Bidyut Bhusan Jena
You stand amid the ruins and
breathe onto their ancient wounds
the ripples of skin.
By turning you into an artist,
Hampi offers the human a chance
to redeem the errors of time.
From across the ruins, Lord Virupaksha
stares at you with his face of eternity –
the seer and the seen melting into seeing.

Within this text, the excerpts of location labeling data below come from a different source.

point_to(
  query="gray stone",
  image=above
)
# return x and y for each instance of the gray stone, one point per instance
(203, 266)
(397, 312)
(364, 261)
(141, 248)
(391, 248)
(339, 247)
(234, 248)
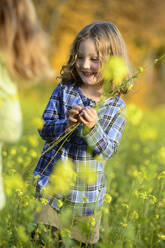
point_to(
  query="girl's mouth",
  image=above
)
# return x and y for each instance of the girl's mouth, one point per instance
(87, 74)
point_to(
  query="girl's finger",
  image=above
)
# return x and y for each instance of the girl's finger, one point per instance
(84, 121)
(87, 115)
(72, 119)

Moving to a new street is leaving
a forever alive canvas behind –
the cobbler stitching the ends of the street,
the beggar exchanging worlds for coins,
the mother waiting across the street for
a pause in traffic to be with her puppy.
Moving to a new street is learning how
light turns into shadows when bent and
how the vendor weaves his dreams across
the clouds on successive windscreens.
To become strangers to
each other, we need to fill the
sockets of the trees with sand
and change the sky's template.
Twisting the curls of the rivers
and polishing the edges of the hills,
we need to reposition the moon
after soaking it overnight in the
semi-liquid darkness of the culvert.
After renewing all those
old heartbeats, we need
to cross paths all over again
where the road once bent.
A Prehistoric Tale
I walked away from the bonfire
to crush the stolen stars
between my palms and scatter
them along your ancient shores.
On that night in Nagercoil I had
caught snatches of an ancient
conversation blazing across the
horizon of my being.
And when your hand arrived from
across ages floating through the night,
at your fingertips I smelt what had
eluded the fringes of my sight.
Hukitola – I
Across the waters of waiting
It eludes arrivals and
accompanies you on the boat
after you forget it
behind the lighthouse.
Look back moments after
your boat is off the banks,
and you'll see the crabs outside
their holes to bid you farewell.
When you are midway through
the consecrated waters,
Hukitola regains its mystery and
offers you an inscrutable smile.
If you want to attain it,
ask him to ferry you across
the Hukitola of your being.
A Footnote to Waiting
Wait for the knock
on the door,
for it visits when
you are unprepared.
After a certain page
of night is turned and
streets like cigarette
some call it
death and others word.
Bidyut Bhusan Jena writes in English and Odia. Some of his poems and other pieces have appeared in various literary magazines, journals and newspapers like Muse India, Erothanatos, Rock Pebbles, The Hans India, The Eastern Times and The Sambad. His poetry collections – Pages (2019) and A Letterbox Across Time (2020) have been published by Writers Workshop and Hawakal Publishers respectively. He is from a village by the river Kharasrota (fondly Kharasua) in Odisha. Currently, he teaches literature and philosophy at Christ Deemed to be University, Bangalore Central Campus.